Tuesday, August 7, 2012

Maya's gift to us after her passing


Our visitor on that magical Saturday afternoon


I've heard the stories of people experiencing a visit of some kind from their beloved deceased pet.  After Orwell passed away three months ago, I prayed for some sign that she was still with us.  There was one time when I was by her ashes and feeling her fur that I collected from her favorite brush when I heard her meow.  It's hard to tell if I am just imagining things with wishful thinking.  In any case, it brought a smile to my face.

As for me, when a pet passes, it's much different than when a human passes.  There are words that can't be said.  You say them, but do they understand? Did they feel pain or were they disappointed in you somehow? It's all unknown, yet you love them so much that you only hope they knew that you wanted them to be safe and pain free.

Less than one day after Maya's passing, I experienced something that made me a believer that pets can and will be with us after their passing. 

Saturday was a gloomy day, which fit my mood perfectly.  It was the day after the horrible night we had saying goodbye to Maya at the ER.  Her death was extremely emotional in every way.  We ended her suffering after a very terrifying situation of her heart shutting down.  It was a situation that no one wants to see a pet go through and I felt terrible about not being by her side the entire time she was suffering.  With this, I wanted some sign that she was ok and forgave me.  In the morning, I sat outside on the back step with the overcast sky.  Something rarely, if never seen in a California summer.  Maya and I spent so much time together outside and I just wantd to feel that she was there with me.  Through the hazzy sky as I sat there, the sun peaked through and I felt this ray on me.  I felt her precence in this ray of sun.  It felt amazing.  Later that afternoon I went outside again to look at my garden.  This is always the point when Maya would come with me and insist on my attention as I play in the dirt.  She was not there and I felt such emptiness.  I then look in the bushes and I saw who I think is our neighbor kitty.  I have seen this cat everyday and Maya made she she kept a distance from our yard.  Once in a while I have seen this cat hiding somewhere in our yard.  I sat on the ground and I said "hi kitty!" and she immediatly comes over to me egarly wanting me to pet her.  It felt so good to pet her.  I was crying and Sam too was crying.  I truely felt that it was Maya with us.  When I started crying I felt rain drops landing on me and I knew right then that it was Maya.  She was crying too.  She knows how lonely Sam and I are and she allowed for this cat to be with us for companionship.  It was something that I have never expereinced before and for sure a very magical moment. 
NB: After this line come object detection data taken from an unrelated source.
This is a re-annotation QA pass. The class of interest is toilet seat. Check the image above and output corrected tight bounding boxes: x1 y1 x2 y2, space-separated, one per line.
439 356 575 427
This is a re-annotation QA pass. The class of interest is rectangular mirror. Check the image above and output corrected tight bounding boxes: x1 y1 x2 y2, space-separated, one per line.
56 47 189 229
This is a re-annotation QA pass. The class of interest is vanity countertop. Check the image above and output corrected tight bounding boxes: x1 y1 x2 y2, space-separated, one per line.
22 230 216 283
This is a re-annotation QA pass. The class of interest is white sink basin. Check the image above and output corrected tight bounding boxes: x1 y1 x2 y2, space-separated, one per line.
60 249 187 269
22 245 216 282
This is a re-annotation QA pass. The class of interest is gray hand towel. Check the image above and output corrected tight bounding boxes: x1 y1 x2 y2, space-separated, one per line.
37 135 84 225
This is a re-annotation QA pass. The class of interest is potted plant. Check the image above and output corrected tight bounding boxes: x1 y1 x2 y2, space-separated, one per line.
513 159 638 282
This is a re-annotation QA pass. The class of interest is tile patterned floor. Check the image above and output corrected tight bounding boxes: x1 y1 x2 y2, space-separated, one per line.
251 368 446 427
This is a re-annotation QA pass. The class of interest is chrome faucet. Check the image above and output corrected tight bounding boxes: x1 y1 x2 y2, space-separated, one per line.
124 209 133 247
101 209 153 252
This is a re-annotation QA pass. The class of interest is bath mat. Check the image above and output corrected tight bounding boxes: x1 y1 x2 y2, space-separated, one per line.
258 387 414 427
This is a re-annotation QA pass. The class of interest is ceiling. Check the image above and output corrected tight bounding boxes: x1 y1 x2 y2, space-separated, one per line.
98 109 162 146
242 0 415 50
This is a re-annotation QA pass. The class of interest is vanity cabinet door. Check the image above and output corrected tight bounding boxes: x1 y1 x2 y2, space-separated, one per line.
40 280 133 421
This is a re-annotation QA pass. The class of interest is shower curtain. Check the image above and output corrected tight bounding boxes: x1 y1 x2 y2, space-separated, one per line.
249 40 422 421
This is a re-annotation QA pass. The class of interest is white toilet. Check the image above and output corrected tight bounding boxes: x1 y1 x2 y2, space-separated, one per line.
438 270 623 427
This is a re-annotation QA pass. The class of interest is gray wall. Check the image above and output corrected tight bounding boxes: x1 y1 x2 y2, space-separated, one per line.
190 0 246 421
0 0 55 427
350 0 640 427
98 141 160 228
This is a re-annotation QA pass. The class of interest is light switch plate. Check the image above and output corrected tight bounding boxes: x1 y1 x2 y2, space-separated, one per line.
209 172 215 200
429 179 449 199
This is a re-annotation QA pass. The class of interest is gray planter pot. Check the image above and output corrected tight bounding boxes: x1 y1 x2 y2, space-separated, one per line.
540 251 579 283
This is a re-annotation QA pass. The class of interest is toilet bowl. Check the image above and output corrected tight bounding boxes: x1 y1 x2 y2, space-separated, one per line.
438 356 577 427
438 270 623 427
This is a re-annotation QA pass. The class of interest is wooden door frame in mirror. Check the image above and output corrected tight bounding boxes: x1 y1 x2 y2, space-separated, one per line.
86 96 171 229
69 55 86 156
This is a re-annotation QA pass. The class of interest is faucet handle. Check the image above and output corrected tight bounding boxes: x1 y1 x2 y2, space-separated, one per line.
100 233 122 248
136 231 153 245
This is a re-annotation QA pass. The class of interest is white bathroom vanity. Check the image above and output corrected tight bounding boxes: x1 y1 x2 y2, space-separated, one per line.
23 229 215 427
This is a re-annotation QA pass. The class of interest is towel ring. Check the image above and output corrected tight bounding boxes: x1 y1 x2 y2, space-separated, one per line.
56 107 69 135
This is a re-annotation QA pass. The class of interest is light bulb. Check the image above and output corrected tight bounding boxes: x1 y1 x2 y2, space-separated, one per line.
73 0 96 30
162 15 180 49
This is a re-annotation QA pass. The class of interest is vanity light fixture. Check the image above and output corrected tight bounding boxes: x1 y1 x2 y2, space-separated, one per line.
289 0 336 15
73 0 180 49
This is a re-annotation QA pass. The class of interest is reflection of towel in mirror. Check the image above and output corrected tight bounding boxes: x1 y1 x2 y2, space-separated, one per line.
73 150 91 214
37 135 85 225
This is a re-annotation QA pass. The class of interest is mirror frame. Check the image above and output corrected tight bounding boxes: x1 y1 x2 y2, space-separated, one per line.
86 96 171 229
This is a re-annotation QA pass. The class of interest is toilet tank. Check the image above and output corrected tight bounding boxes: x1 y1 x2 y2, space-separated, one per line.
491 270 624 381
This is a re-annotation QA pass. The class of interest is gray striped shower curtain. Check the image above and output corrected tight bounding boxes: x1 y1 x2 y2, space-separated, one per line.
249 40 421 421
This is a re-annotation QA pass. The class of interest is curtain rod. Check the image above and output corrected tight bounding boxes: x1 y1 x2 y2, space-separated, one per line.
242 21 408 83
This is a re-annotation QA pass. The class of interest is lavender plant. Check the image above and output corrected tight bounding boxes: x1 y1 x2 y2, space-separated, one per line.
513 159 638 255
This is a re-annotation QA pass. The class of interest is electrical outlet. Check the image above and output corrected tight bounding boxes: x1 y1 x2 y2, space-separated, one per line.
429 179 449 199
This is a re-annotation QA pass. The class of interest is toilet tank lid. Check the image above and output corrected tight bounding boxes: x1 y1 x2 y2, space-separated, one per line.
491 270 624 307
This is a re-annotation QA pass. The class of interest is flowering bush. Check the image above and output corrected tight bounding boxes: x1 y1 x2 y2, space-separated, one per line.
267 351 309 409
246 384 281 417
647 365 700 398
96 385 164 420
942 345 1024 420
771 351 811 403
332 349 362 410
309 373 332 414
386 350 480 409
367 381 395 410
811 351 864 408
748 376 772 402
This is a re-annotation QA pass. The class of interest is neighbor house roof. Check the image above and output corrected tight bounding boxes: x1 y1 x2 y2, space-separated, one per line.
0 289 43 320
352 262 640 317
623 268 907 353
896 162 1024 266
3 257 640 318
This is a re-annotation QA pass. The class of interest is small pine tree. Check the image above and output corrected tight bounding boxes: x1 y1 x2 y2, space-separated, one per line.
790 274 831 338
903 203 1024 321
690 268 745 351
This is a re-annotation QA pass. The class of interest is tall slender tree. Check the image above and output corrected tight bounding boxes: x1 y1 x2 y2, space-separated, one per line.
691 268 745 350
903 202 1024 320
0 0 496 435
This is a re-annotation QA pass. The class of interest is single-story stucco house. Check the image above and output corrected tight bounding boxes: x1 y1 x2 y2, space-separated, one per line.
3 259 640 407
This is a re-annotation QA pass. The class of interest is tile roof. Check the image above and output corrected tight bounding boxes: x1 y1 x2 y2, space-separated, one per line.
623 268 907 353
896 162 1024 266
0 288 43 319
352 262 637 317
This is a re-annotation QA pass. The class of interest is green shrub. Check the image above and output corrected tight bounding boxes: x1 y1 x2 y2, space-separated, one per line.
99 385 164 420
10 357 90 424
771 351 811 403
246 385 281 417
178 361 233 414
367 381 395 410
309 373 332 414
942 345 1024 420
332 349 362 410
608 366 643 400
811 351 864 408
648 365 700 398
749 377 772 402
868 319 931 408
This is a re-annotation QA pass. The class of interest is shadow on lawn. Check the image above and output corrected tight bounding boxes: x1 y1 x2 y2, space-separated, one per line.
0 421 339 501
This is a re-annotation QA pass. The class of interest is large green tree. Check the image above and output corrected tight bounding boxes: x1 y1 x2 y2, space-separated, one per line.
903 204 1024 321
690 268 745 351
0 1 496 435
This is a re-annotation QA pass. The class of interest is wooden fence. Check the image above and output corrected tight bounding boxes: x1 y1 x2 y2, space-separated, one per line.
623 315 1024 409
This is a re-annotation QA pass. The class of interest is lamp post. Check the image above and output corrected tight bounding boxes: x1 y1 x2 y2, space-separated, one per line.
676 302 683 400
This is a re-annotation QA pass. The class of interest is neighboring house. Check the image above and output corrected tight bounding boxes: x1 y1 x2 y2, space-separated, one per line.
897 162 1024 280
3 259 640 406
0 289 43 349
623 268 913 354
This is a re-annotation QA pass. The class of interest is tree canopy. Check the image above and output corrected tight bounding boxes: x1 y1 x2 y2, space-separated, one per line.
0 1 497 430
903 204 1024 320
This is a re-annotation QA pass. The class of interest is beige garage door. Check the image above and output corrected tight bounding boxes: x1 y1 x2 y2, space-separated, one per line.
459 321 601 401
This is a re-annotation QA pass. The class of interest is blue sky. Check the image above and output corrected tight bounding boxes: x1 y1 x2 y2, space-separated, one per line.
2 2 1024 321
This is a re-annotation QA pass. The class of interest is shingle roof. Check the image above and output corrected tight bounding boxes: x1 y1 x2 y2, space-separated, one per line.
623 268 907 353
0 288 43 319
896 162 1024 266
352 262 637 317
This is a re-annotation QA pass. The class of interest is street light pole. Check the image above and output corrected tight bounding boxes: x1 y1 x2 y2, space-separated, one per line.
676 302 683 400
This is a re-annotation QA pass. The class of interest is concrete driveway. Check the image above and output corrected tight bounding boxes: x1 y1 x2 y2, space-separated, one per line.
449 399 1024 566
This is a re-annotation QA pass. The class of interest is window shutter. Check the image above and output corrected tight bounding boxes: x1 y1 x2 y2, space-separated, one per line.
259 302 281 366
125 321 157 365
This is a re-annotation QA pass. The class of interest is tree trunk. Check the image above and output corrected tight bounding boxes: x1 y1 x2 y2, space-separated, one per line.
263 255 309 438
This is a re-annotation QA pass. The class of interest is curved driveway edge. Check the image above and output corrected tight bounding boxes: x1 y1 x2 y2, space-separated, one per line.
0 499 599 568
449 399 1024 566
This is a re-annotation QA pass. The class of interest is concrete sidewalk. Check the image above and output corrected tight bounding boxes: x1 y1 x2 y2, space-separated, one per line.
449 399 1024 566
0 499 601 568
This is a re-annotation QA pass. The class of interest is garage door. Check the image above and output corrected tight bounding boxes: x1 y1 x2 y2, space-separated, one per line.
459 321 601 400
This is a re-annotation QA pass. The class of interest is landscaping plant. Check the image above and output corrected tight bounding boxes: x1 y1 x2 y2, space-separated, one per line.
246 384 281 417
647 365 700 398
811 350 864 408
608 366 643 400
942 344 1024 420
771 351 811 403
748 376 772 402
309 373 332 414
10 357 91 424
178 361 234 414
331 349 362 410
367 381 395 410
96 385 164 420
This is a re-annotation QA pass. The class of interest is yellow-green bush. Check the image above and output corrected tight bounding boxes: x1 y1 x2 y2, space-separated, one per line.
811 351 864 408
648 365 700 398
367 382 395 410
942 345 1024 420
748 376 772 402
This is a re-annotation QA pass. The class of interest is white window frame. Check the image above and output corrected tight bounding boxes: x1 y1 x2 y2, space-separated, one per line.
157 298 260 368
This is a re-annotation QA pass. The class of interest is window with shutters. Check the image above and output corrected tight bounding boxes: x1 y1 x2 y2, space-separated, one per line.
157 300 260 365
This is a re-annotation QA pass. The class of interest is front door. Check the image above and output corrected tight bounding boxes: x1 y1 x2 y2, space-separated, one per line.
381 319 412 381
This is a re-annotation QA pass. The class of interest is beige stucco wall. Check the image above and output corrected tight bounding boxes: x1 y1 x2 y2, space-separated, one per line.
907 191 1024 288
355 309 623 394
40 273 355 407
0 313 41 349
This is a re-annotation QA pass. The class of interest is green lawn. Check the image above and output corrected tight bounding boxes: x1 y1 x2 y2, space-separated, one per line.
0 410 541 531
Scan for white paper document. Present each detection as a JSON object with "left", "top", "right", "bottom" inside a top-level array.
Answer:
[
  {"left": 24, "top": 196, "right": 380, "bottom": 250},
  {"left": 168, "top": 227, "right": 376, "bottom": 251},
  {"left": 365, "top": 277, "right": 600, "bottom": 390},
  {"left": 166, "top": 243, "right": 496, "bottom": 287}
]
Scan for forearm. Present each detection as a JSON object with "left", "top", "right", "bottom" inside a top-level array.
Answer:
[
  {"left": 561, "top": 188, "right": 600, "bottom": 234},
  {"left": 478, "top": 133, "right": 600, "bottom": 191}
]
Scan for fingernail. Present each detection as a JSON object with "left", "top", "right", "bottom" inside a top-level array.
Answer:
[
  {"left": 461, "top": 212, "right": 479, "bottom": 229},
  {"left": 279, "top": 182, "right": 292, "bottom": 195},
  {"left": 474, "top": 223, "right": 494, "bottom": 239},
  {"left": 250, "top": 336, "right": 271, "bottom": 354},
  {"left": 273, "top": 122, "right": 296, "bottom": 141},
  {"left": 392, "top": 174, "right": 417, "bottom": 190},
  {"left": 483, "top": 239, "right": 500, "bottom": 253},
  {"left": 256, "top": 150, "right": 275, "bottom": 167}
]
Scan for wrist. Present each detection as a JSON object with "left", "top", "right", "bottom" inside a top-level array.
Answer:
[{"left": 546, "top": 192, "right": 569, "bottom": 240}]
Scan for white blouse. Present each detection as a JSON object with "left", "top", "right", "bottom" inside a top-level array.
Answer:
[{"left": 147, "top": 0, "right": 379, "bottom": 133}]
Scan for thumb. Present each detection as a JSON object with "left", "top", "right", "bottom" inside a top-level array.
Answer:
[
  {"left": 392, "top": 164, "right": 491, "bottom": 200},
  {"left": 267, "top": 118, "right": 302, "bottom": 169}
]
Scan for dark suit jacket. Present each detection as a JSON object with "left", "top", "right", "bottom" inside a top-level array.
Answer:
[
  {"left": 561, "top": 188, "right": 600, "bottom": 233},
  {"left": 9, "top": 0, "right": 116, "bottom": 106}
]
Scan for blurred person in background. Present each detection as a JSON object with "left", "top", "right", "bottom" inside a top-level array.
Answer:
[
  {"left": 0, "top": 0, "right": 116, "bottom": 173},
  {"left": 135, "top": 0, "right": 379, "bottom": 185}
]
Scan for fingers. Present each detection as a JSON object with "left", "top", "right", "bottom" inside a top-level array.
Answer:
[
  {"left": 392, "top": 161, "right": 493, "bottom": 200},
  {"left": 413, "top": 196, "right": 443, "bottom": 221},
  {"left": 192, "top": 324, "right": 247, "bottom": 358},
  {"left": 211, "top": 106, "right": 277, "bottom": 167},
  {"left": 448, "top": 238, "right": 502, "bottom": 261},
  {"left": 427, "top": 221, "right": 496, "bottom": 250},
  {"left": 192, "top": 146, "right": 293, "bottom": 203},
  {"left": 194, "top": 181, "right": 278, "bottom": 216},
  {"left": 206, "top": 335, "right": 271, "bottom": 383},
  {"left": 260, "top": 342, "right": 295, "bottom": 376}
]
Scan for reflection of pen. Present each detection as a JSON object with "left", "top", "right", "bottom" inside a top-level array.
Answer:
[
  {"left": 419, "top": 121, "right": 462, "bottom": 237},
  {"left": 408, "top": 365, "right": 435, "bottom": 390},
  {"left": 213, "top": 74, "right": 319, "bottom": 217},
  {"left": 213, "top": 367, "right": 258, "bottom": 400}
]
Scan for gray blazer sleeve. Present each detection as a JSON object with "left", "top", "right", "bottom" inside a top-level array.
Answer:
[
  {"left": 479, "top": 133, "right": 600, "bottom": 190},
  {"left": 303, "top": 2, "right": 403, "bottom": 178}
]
Maya, always making sure I pay more attention to her than the garden plants


Since then, this kitty has come to me when I sit outside and who knows, maybe she's our new friend. 

Kitty was loving the lovin'

Until we meet again Little Maya

Maya in 2004 (1yr old) in her most favorite cat tree.

After a difficult two month battle with severe heart disease (Hypertrophic Cardiomyopothy) we lost our sweet little Maya August 3, 2012 at about 11:00pm.  We are comforted in knowing that she had a good day leading up to this evening and that we were with her when she needed us the most.  She ate well, took all of her medications on time, enjoyed some cuddle time outside and indoors.  This is a terrible disease and there is really no easy way out of it.  We miss her more than words can express.

I will continue to write more about her conditions (HCM & asthma) because I am hoping that I can help someone out there going through what our family went through with her.  We learned a lot along the way and I want to continue her legacy by passing along any information that will be useful.